If people spend most of their money on Rent or paying Debts, then they won't have much money for food, for pubs, clothes, to go to concerts etc.....

Even if you believe in Capitalism, surely you must admit that the current system is not working.

@DGI nobody believes in capitalism. it can only be faked. when anyone who claims otherwise look at the examples they use and how those align with their short term financial interests: you will find they always do. always.

interest in capitalism can only ever be faked because it is not an ideology. it is just an abuse system built on the disgraceful feeling of greed.

@DGI I admit that the current system isn't working, but you also have to admit that common people weren't exactly enjoying their lives before it.
Concerts, new clothes, vacations were luxuries rarely or never experienced.

@DGI The part of markets is working quite well, but the fixation on shareholder value is breaking it. Marktets and money could work in other ways too.
Currently nothing rely stops rich from getting richer and this is cause by a fundamental flaw in the system.

The demurrage on money from Silvio Gesell could help here.

From the popular British economist John Maynard Keynes:
"I believe that the future will learn more from the spirit of Gesell than from that of Marx."

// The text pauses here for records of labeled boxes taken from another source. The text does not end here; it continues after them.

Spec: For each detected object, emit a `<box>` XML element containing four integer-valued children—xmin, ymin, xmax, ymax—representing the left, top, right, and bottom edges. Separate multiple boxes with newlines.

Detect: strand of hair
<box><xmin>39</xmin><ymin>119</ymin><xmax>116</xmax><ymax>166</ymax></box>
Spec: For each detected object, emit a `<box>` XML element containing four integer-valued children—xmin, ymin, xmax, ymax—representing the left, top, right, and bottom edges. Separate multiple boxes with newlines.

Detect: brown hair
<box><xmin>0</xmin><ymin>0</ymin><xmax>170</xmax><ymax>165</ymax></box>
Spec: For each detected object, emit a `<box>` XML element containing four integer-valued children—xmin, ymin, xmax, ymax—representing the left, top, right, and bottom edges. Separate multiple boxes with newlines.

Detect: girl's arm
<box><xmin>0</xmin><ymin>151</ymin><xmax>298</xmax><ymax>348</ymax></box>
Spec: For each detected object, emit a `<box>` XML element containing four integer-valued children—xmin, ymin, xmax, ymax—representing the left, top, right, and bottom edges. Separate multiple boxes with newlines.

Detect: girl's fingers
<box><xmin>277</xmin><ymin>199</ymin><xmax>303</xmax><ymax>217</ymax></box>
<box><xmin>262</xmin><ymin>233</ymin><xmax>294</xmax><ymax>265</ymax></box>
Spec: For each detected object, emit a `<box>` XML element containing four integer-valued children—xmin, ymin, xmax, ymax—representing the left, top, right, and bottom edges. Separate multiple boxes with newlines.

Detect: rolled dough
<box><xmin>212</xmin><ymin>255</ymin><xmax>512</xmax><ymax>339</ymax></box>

@DGI Mainstream economic theories are broken too.

Even the IMF says:
"the zero lower bound is not a law of nature; it is a policy choice."
https://www.imf.org/en/publications/wp/issues/2019/04/29/enabling-deep-negative-rates-a-guide-46598

Enabling Deep Negative Rates to Fight Recessions: A Guide

The experience of the Great Recession and its aftermath revealed that a lower bound on interest rates can be a serious obstacle for fighting recessions. However, the zero lower bound is not a law of nature; it is a policy choice. The central message of this paper is that with readily available tools a central bank can enable deep negative rates whenever needed—thus maintaining the power of monetary policy in the future to end recessions within a short time. This paper demonstrates that a subset of these tools can have a big effect in enabling deep negative rates with administratively small actions on the part of the central bank. To that end, we (i) survey approaches to enable deep negative rates discussed in the literature and present new approaches; (ii) establish how a subset of these approaches allows enabling negative rates while remaining at a minimum distance from the current paper currency policy and minimizing the political costs; (iii) discuss why standard transmission mechanisms from interest rates to aggregate demand are likely to remain unchanged in deep negative rate territory; and (iv) present communication tools that central banks can use both now and in the event to facilitate broader political acceptance of negative interest rate policy at the onset of the next serious recession.